I was intrigued by this book when it first came out 8 years ago, and just now finally read it. It helps that I have read Inferno before although it was over 10 years ago and don’t remember specifics but certainly have some of the eerie and nightmarish scenes imprinted in my mind forever. After reading The Dante Club, I am inspired to read Inferno again.
The plot unfolds as such: Three poets, Longfellow, Lowell and Holmes, plus their printer Fields are busy translating the Inferno into English in Boston 1865 a few months after the Civil War has ended. The Inferno has never been seen by the masses in America before. As the poets are affiliated with Harvard, and with Harvard being a religious institution, there is much controversy over the unveiling of Dante’s Comedy in Puritan America. A group of men at the Harvard Corporation are doing what they can to stop the printing. The first third of the book deals a lot with this, meanwhile, the Dante-inspired murders begin to happen. In the beginning, the investigation unfolds slowly, so the book is hard to get into the first 100 pages or so.
Eventually, members of the Dante club catch onto the clues that the murders are inspired by Dante, and thus launch their own investigation into the catching the killer. At this point the book starts to flow quite nicely and more quickly, and it was hard to put down. It was a properly constructed murder mystery, with enough false but promising leads to be interesting and creepy. The book is long and flowing, the murders are described in great and horrifying detail very vividly.
Paralleling The Club’s search for the killer, the police of course have their own investigation, which is making slower progress, but the intuition of one promising officer Rey, the first African-American patrolmen in Boston, leads them in the right direction. Eventually, due to political pressure the police investigation is stalled, and Rey joins up with the Club to aid in their search. Once the final major clue is discovered, and search intensifies, I appreciated the way Pearl ties in the events of that time period as a motive for the murders. It is somewhat unexpected, ties in nicely with Dante's time period as well, and makes a general political statement about the current events of that time - although it is an age-old problem.

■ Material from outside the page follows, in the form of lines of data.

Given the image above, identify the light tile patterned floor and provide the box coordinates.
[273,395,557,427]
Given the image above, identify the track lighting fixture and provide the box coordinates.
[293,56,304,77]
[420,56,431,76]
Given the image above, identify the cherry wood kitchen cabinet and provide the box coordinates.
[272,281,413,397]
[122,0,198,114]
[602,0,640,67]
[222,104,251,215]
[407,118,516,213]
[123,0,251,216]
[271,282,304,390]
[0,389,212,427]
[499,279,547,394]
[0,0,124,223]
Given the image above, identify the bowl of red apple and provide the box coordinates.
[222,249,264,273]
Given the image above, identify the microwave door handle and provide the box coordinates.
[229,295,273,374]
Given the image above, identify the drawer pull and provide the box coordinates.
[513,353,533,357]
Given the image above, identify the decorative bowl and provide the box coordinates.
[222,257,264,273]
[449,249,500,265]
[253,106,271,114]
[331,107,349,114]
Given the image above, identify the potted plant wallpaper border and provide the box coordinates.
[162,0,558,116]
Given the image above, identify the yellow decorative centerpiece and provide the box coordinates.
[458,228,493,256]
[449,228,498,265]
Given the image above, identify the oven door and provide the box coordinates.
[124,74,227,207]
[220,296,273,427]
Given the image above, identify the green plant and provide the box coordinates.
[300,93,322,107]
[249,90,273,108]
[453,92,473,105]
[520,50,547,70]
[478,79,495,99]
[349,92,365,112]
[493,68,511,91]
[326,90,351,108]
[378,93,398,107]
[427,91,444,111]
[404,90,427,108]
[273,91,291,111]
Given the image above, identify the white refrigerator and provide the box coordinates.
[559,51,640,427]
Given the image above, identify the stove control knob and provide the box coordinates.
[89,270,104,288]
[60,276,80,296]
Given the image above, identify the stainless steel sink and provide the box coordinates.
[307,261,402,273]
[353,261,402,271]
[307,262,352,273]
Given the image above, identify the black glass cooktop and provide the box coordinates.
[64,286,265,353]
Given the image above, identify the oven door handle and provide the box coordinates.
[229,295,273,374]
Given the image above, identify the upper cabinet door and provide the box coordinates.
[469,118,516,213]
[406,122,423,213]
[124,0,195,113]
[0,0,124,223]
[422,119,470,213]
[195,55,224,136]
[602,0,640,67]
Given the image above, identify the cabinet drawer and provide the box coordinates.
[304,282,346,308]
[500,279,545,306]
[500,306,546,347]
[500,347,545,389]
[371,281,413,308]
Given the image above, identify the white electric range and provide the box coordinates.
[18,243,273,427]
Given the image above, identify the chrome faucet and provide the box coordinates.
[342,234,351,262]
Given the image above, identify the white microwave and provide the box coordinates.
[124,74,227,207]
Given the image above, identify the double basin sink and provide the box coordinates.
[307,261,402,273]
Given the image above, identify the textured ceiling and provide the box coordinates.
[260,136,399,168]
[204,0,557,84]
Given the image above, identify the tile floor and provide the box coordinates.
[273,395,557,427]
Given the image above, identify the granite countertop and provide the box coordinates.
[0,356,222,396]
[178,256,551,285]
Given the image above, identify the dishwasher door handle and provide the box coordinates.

Pearl’s writing style is not to be reckoned with. It very much has the old-world feeling of being written in the 19th century. He nails the dialogue and the conversation of the times as formal but without going overboard. On the other hand, he is an odd writer. He can jump from one scene to the next without a break in paragraph and without inflection in the language as to signal a change in scenery or time. This made it a slow read, as every word has to be read carefully or you can completely miss a scene. I found myself re-reading many pages because I had missed just a few words. While I appreciated the delicateness of the prose, it made for many confusing moments. In summary, at the beginning of this book, I almost hated it, by the end, quite liked it, and was thinking whether Pearl had any other books I could read.